A Little Man
Luke 19:1-10
Consider this little man Zacchaeus. Zacchaeus was determined that he was going to see a miracle take place in his own life. A chief tax collector does not climb trees unless he is desperate. It's hard to maintain your dignity while shimmying up a sycamore. But there Zacchaeus was. Small of stature. there was no other way he could behold the Master passing by. And he was determined that if there was any hope at all for him, he was not going to miss this opportunity.
Zacchaeus reminds me of a story that former coach John Madden told about Jim Burt, a professional football player with the New York Giants. Jim was an All-American at the University of Miami(Florida), but he was ignored in the NFL draft. He had to talk the Giants into signing him. At training camp. he heard that when a rookie was cut by a team, an equipment boy would knock on the door of the room and tell him to go see the coach.
"You know what Jim did?" Bill Parcells, the Giants' coach, told Madden. "Jim slept on the floor under his bed. He figured if somebody came to the room but couldn't find him, he wouldn't get cut." Parcells found out about Burt's strange but determined strategy when he asked him why he looked like he wasn't getting any sleep. Burt told the coach he had been sleeping on the floor the last five nights. That's determination.

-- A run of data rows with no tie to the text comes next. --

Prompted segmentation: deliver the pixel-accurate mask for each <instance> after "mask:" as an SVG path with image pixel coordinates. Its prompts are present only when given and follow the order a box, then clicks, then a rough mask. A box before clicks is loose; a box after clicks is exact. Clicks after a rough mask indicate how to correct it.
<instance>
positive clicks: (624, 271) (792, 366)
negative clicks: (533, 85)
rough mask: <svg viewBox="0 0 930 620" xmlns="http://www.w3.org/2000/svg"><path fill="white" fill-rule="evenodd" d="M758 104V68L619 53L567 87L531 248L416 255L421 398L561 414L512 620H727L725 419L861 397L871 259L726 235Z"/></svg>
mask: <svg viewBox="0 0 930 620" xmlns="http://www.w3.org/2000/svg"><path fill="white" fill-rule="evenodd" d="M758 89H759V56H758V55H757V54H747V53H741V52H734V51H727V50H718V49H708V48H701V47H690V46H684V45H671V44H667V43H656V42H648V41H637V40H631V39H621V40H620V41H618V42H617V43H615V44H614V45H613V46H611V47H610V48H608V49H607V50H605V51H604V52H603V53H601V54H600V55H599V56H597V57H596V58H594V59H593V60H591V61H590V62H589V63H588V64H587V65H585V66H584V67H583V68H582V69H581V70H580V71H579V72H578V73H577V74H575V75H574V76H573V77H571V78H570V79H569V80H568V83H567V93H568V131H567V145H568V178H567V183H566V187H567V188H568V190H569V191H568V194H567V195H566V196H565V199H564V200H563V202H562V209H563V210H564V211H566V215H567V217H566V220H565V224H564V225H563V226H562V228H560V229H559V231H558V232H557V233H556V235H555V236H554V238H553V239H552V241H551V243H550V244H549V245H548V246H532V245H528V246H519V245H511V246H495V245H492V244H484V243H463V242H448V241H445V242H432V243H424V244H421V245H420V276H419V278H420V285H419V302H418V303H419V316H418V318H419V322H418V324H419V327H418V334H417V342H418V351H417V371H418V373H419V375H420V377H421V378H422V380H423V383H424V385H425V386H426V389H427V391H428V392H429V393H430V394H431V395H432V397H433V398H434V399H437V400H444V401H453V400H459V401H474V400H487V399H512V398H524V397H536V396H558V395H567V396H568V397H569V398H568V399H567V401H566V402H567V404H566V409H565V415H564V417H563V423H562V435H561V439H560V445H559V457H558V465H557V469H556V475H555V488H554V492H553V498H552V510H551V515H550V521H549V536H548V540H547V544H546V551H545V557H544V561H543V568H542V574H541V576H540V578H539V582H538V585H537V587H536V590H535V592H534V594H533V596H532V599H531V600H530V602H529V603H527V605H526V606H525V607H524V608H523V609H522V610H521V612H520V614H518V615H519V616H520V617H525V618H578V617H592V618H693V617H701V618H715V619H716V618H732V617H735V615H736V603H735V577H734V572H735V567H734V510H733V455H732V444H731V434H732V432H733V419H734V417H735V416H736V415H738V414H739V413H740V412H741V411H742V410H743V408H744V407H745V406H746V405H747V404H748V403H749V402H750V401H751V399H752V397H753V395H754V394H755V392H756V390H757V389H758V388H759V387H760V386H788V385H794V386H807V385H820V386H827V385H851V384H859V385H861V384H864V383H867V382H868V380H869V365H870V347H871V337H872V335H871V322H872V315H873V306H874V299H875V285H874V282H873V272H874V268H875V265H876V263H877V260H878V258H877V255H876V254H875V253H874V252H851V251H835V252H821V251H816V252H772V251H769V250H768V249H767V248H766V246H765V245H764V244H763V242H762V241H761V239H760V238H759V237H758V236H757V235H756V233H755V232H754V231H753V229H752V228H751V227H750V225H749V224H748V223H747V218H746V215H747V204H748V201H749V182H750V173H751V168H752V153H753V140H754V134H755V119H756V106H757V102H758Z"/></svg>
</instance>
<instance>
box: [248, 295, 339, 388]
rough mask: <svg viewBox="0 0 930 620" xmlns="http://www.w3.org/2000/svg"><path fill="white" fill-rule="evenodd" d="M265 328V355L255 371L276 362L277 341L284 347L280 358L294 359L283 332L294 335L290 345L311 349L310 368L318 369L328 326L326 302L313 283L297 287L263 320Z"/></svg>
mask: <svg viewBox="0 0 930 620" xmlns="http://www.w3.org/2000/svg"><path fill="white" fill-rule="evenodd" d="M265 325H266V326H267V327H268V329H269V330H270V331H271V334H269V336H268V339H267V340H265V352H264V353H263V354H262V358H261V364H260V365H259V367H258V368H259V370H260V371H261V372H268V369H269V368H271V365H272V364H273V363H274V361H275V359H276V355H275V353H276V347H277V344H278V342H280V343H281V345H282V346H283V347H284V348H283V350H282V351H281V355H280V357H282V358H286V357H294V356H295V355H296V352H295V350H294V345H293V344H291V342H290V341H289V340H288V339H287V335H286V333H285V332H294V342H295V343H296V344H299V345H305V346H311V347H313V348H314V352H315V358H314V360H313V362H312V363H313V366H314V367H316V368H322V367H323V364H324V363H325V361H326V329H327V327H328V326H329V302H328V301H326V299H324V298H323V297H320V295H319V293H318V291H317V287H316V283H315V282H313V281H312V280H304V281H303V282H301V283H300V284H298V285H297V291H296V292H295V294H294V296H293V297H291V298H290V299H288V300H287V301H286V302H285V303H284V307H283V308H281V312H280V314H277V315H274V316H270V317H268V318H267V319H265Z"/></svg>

In one of his books Norman Vincent Peale tells about a ragged newsboy years ago in Chicago who had that same kind of determination. The young fellow used to huddle on a sidewalk grating near the Chicago Tribune building because the flow of heat from the presses operating in the basement kept him warm. From that vantage point, the boy could see well dressed men and women going into a theater across the street where brilliant lights on the marquee spelled out the evening's attraction. He decided one cold night that someday he would be that attraction himself, and to record the birth of this impossible dream he took a rusty nail and scratched his name and the date on the concrete windowsill behind the grafting. The years passed, and the dream did not die, and the day came when the ragged newsboy, now attired in white tie and tails, held the crowd that came to the theater spellbound with the most astounding array of magical tricks the stage had ever seen. He was Howard Thurston, the great magician., and sometimes he would take his friends and show them the name and date dimly scratched on the concrete windowsill so many years before.
It is difficult to deny someone with that kind of determination. Zacchaeus had that kind of determination. Impervious to his pride and his place in the community, he shimmied up the sycamore so that he could see Jesus. He longed for a change in his life. He believed Jesus could bring that kind of change. So he climbed up in the tree and waited. His diligence was rewarded. The Master spotted him there in that sycamore tree and called him to come down. "Zacchaeus make haste and come down; for I must stay at your house today." What? The Master stay in the house of a despised tax collector? Yes, indeed. Let the crowd murmur. Let the self-righteous squirm. The Master knew Zacchaeus was searching and that he was serious. What more could Christ look for in a human heart than someone who is determined to make a new start to experience new life.
Questions to Ponder
Have you missed any opportunities in life?
How determined are you ?
Do you need to make a new start in order to experience new life?